United Nations of Creole
Best known for his acclaimed Restaurant Alma in Southeast Minneapolis, chef-owner Alexander Roberts—one of the small club of locals nominated for the James Beard Award—also owns the Brasa restaurants in Minneapolis and St. Paul. There, the focus is on the soulful cooking traditions of the South, the Caribbean, and South America.
“People hear the word ‘creole’ and they think of New Orleans,” Roberts says. At Brasa, he’s pulling from a much broader and more vibrant creole tradition. It’s not well known, but Brasa’s roomier St. Paul location has larger ovens, rotisseries, and smokers that give the kitchen a lot of flexibility. There’s also a big, communal table for groups of 8 to 14 guests. And that’s where the fun kicks in.

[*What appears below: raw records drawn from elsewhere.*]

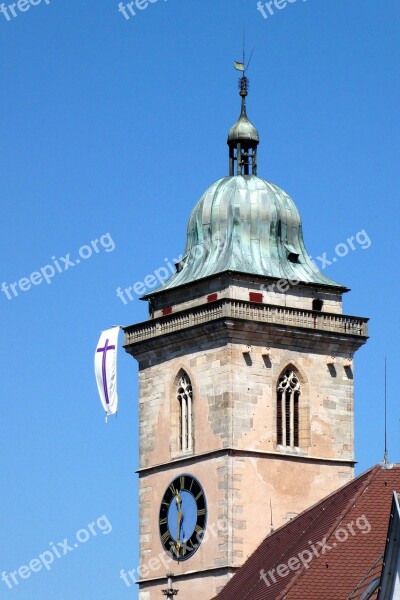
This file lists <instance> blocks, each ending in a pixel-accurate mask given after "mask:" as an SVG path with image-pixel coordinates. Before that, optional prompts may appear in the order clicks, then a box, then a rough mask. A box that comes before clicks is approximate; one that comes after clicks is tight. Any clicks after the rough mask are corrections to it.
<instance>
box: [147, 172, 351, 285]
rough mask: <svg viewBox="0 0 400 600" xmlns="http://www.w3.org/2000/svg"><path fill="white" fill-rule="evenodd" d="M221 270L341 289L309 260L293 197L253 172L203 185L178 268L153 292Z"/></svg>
mask: <svg viewBox="0 0 400 600" xmlns="http://www.w3.org/2000/svg"><path fill="white" fill-rule="evenodd" d="M225 271H235V272H238V273H246V274H249V275H259V276H262V277H266V278H274V279H275V278H276V279H285V280H296V281H300V282H304V283H308V284H315V285H323V286H330V287H335V288H341V289H345V288H343V286H341V285H339V284H338V283H335V282H334V281H332V280H331V279H329V278H328V277H326V276H325V275H323V273H321V272H320V271H319V269H318V268H317V267H316V265H315V264H314V263H313V261H312V260H311V259H310V258H309V255H308V253H307V250H306V248H305V245H304V241H303V234H302V225H301V219H300V215H299V212H298V210H297V208H296V206H295V204H294V202H293V200H292V199H291V198H290V197H289V196H288V195H287V194H286V193H285V192H284V191H283V190H281V189H280V188H279V187H277V186H276V185H273V184H272V183H269V182H268V181H265V180H264V179H261V178H260V177H257V176H256V175H238V176H232V177H224V178H223V179H220V180H218V181H216V182H215V183H213V184H212V185H211V186H210V187H209V188H208V190H207V191H206V192H205V193H204V194H203V196H202V197H201V198H200V200H199V202H198V203H197V204H196V206H195V207H194V209H193V211H192V214H191V216H190V219H189V224H188V228H187V240H186V249H185V254H184V257H183V259H182V261H181V263H180V264H179V266H178V271H177V273H175V274H174V275H173V276H172V277H171V278H170V279H169V280H168V281H167V282H166V283H164V284H163V285H162V286H161V287H160V288H158V289H157V290H156V292H161V291H163V290H167V289H170V288H175V287H178V286H181V285H185V284H188V283H191V282H193V281H197V280H199V279H203V278H204V277H210V276H212V275H216V274H218V273H223V272H225ZM153 293H154V292H153Z"/></svg>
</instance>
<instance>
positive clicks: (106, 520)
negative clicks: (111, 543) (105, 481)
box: [1, 515, 112, 590]
mask: <svg viewBox="0 0 400 600" xmlns="http://www.w3.org/2000/svg"><path fill="white" fill-rule="evenodd" d="M111 531H112V525H111V523H110V521H109V520H108V519H107V517H106V515H103V516H101V517H99V518H98V519H97V520H96V521H92V522H91V523H89V524H88V525H87V529H79V531H77V532H76V534H75V541H72V542H69V540H68V538H65V539H64V540H63V541H62V542H58V543H57V544H54V543H53V542H50V543H49V546H50V550H45V551H44V552H42V553H41V554H39V556H38V557H37V558H33V559H32V560H31V561H30V562H29V563H28V564H26V565H22V566H21V567H19V569H15V571H11V572H10V573H6V571H3V572H2V574H1V580H2V581H3V582H4V583H5V585H6V586H7V587H8V589H9V590H12V589H13V587H14V586H17V585H19V584H20V583H21V581H22V580H24V579H29V577H30V576H31V575H32V573H39V571H41V570H42V569H43V568H44V569H46V570H47V571H51V569H52V565H53V563H54V561H55V559H56V558H57V559H60V558H63V556H66V555H67V554H69V553H70V552H73V551H74V550H76V548H79V546H80V544H86V543H87V542H88V541H89V540H90V539H91V538H93V537H96V536H97V534H98V533H99V532H101V533H102V534H103V535H108V534H109V533H111Z"/></svg>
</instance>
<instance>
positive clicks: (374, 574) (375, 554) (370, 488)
mask: <svg viewBox="0 0 400 600" xmlns="http://www.w3.org/2000/svg"><path fill="white" fill-rule="evenodd" d="M399 489H400V466H398V465H395V466H394V467H393V468H392V469H390V470H389V469H384V468H382V467H381V466H379V465H377V466H375V467H373V468H371V469H370V470H369V471H366V472H365V473H363V474H362V475H360V476H359V477H357V478H356V479H354V480H353V481H351V482H350V483H348V484H347V485H345V486H344V487H342V488H340V489H339V490H338V491H336V492H334V493H333V494H331V495H330V496H328V497H327V498H325V499H324V500H322V501H321V502H319V503H318V504H316V505H314V506H313V507H311V508H310V509H308V510H306V511H304V512H303V513H301V514H300V515H299V516H298V517H296V518H295V519H294V520H293V521H290V522H289V523H287V524H286V525H284V526H283V527H281V528H280V529H278V530H277V531H275V532H273V533H271V534H270V535H268V536H267V537H266V538H265V540H264V541H263V542H262V543H261V545H260V546H259V547H258V548H257V550H256V551H255V552H254V553H253V554H252V555H251V556H250V557H249V559H248V560H247V561H246V563H245V564H244V565H243V567H242V568H241V569H239V571H238V572H237V573H236V575H235V576H234V577H233V578H232V579H231V581H230V582H229V583H228V584H227V585H226V586H225V588H224V589H223V590H222V591H221V592H220V593H219V595H218V596H217V597H216V598H217V599H218V600H236V599H237V600H239V599H240V600H283V599H287V600H305V599H307V600H321V599H322V598H323V599H324V600H353V599H354V600H355V599H356V598H357V599H361V598H365V597H368V598H375V597H376V593H373V595H372V596H370V595H367V596H364V594H365V593H366V592H367V590H368V588H369V587H370V586H371V587H373V585H372V584H373V582H374V581H375V580H376V578H377V577H380V572H381V566H382V559H383V554H384V551H385V543H386V537H387V530H388V523H389V517H390V509H391V503H392V496H393V491H394V490H399ZM300 557H302V558H303V561H302V560H301V559H300ZM262 573H264V580H263V579H262V577H261V574H262ZM271 573H272V576H271ZM278 573H279V574H278ZM274 580H275V581H274Z"/></svg>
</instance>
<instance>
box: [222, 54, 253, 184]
mask: <svg viewBox="0 0 400 600" xmlns="http://www.w3.org/2000/svg"><path fill="white" fill-rule="evenodd" d="M244 60H245V57H244V49H243V61H244ZM234 66H235V69H236V70H238V71H242V77H241V78H240V79H239V95H240V97H241V99H242V106H241V111H240V117H239V119H238V120H237V121H236V123H235V125H234V126H233V127H232V128H231V129H230V131H229V134H228V146H229V175H230V176H231V177H233V176H234V175H257V146H258V144H259V143H260V138H259V135H258V131H257V129H256V128H255V127H254V125H252V123H251V122H250V121H249V118H248V116H247V108H246V98H247V96H248V93H249V80H248V78H247V77H246V70H245V64H244V62H242V63H239V62H235V63H234ZM235 163H236V169H235Z"/></svg>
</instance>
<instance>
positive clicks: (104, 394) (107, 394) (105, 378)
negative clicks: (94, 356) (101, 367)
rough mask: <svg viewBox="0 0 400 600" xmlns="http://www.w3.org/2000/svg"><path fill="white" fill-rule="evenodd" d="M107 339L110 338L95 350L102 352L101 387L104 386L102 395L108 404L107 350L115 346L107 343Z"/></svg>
mask: <svg viewBox="0 0 400 600" xmlns="http://www.w3.org/2000/svg"><path fill="white" fill-rule="evenodd" d="M109 341H110V340H106V343H105V344H104V348H97V350H96V352H103V364H102V374H103V388H104V396H105V398H106V404H110V399H109V397H108V385H107V371H106V360H107V352H108V351H109V350H115V346H109V345H108V342H109Z"/></svg>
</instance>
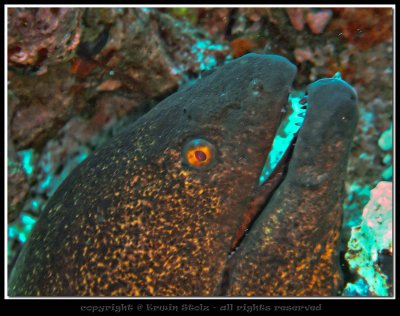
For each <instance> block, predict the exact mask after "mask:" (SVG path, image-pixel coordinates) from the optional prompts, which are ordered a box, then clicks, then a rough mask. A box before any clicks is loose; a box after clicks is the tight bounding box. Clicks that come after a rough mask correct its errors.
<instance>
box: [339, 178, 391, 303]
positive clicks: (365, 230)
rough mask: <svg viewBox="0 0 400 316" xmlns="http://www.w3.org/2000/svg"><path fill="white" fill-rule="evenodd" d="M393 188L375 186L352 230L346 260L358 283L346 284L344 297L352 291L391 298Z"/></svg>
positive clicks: (358, 294)
mask: <svg viewBox="0 0 400 316" xmlns="http://www.w3.org/2000/svg"><path fill="white" fill-rule="evenodd" d="M392 186H393V184H392V182H380V183H378V185H377V186H376V187H375V188H374V189H373V190H372V191H371V199H370V201H369V202H368V204H367V205H366V206H365V208H364V211H363V214H362V220H361V224H360V225H358V226H354V227H352V229H351V238H350V240H349V243H348V251H347V253H346V256H345V258H346V260H347V261H348V263H349V266H350V269H351V270H353V271H355V272H356V274H357V276H358V277H359V280H357V282H356V283H355V284H352V283H349V284H348V285H347V288H346V289H345V291H344V295H351V294H352V292H353V291H354V290H356V292H357V293H358V294H357V295H358V296H367V295H373V296H389V295H392V293H391V291H392V284H391V282H392V273H391V270H392V267H393V263H392V262H390V261H391V256H392V243H393V242H392V235H393V233H392V227H393V223H392V217H393V213H392ZM383 257H386V260H384V258H383ZM387 266H388V267H389V269H387ZM385 272H386V273H388V272H389V275H386V274H385ZM360 279H362V281H360ZM361 289H363V290H361ZM365 289H367V291H365Z"/></svg>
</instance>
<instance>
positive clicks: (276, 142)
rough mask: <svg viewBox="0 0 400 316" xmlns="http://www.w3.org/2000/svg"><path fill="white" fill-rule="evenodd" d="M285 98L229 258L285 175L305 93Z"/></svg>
mask: <svg viewBox="0 0 400 316" xmlns="http://www.w3.org/2000/svg"><path fill="white" fill-rule="evenodd" d="M288 101H289V102H288V106H287V109H288V110H283V112H285V113H284V115H283V118H282V120H281V123H280V125H279V127H278V130H277V132H276V134H275V138H274V141H273V143H272V147H271V150H270V151H269V153H268V156H267V159H266V162H265V164H264V166H263V169H262V171H261V173H260V176H259V179H258V180H259V181H258V184H256V185H255V189H254V192H255V195H254V196H252V197H250V202H249V204H248V206H247V208H246V211H245V212H244V214H243V217H242V220H241V223H240V225H239V227H238V229H237V231H236V234H235V237H234V239H233V241H232V245H231V248H230V252H229V260H230V259H231V258H232V257H233V256H234V254H235V252H236V250H237V249H238V248H239V247H240V244H241V243H242V241H243V239H244V238H245V237H246V235H247V234H248V232H249V231H250V229H251V226H252V225H253V224H254V222H255V221H256V220H257V218H258V217H259V215H260V214H261V213H262V212H263V210H264V209H265V208H266V207H267V205H268V202H269V201H270V199H271V197H272V196H273V194H274V192H275V191H276V190H277V188H278V187H279V185H280V184H281V183H282V181H283V180H284V179H285V175H286V171H287V167H288V165H289V163H290V158H291V156H292V153H293V149H294V146H295V144H296V140H297V135H298V133H299V130H300V128H301V126H302V124H303V122H304V118H305V115H306V112H307V109H308V101H307V94H304V93H303V92H298V93H292V94H290V95H289V100H288Z"/></svg>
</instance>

You can order up a whole suckling pig with mojo, jerk, or barbecue seasoning. Better-tasting pig is hard to find. The skin crackles and the meat is fall-off-the-bone succulent. (Roberts needs at least 48 hours notice to prepare such items for a group; for really large groups, Brasa caters.)
Slow-roasted goat is flavored with hot curry or oregano and garlic. Ribs and shoulder of lamb are dry rubbed with paprika and other spices and hardwood smoked. Fried chicken is done in the classic style or a Dominican chicarrones treatment, with a lime and garlic marinade.
Brasa’s cornbread is superlative. Along with traditional sides—beans and rice, collard greens, candied yams—there are seasonal and specialty dishes, like fried green tomatoes.
Creole cuisine is far flung. Roberts says, “We’re trying to honor these traditions, that are so much more alike than different, in one kitchen.”